3. Sick exclusivity vs. Realism

Where there is an obsession with a person, there is the idea that the relationship with them is predestined to be exclusive; In other words, regardless of what the people involved want, they must create a kind of emotional bunker between them and never get out of there.

In love, on the other hand, the vision that one has about fidelity is much more sensible, since it is not based so much on exclusivity "as a rule" but on honesty and transparency. Here, each one is committed, but it is assumed that there is no unbreakable rule about what the relationship should be, since it depends entirely on the people who compose it.

  • Related article: "Polyamory: what is it and what types of polyamorous relationships are there?"

4. Based on low self-esteem vs. based on relationship

In the obsession, the other person is perceived as an element that we lack and without which it is difficult to live. That is to say, the reason for the relationship that one seeks to have with someone is largely a low self-esteem.

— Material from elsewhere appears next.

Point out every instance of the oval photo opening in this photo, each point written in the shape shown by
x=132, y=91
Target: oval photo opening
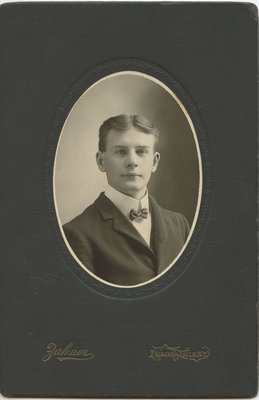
x=127, y=179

In love, on the other hand, the other person is seen as something that complements us.

5. Search for substitutions vs. Acceptance

When a love relationship breaks up, after a stage of mourning comes acceptance.

In the case of obsession, however, acceptance can be a long time coming, or even may not occur, especially if psychological help is not available.

6. Blame the other vs. Assume responsibilities

Another of the great differences between obsession and love is that in the former, the other person's lack of interest is used as a throwing weapon against them, and often emotional blackmail is attempted to make you feel guilty. This does not happen in the case of love, since it is understood that no one has the right to condition our freedom in this way.

7. empathy vs. Patches to problems

Where there is love, relationship problems are solved through empathy and communication. Instead, people who are obsessed with others try to create a fiction that allows them to see that everything remains the same, without having to face the root of the problem, for fear of losing control of the situation.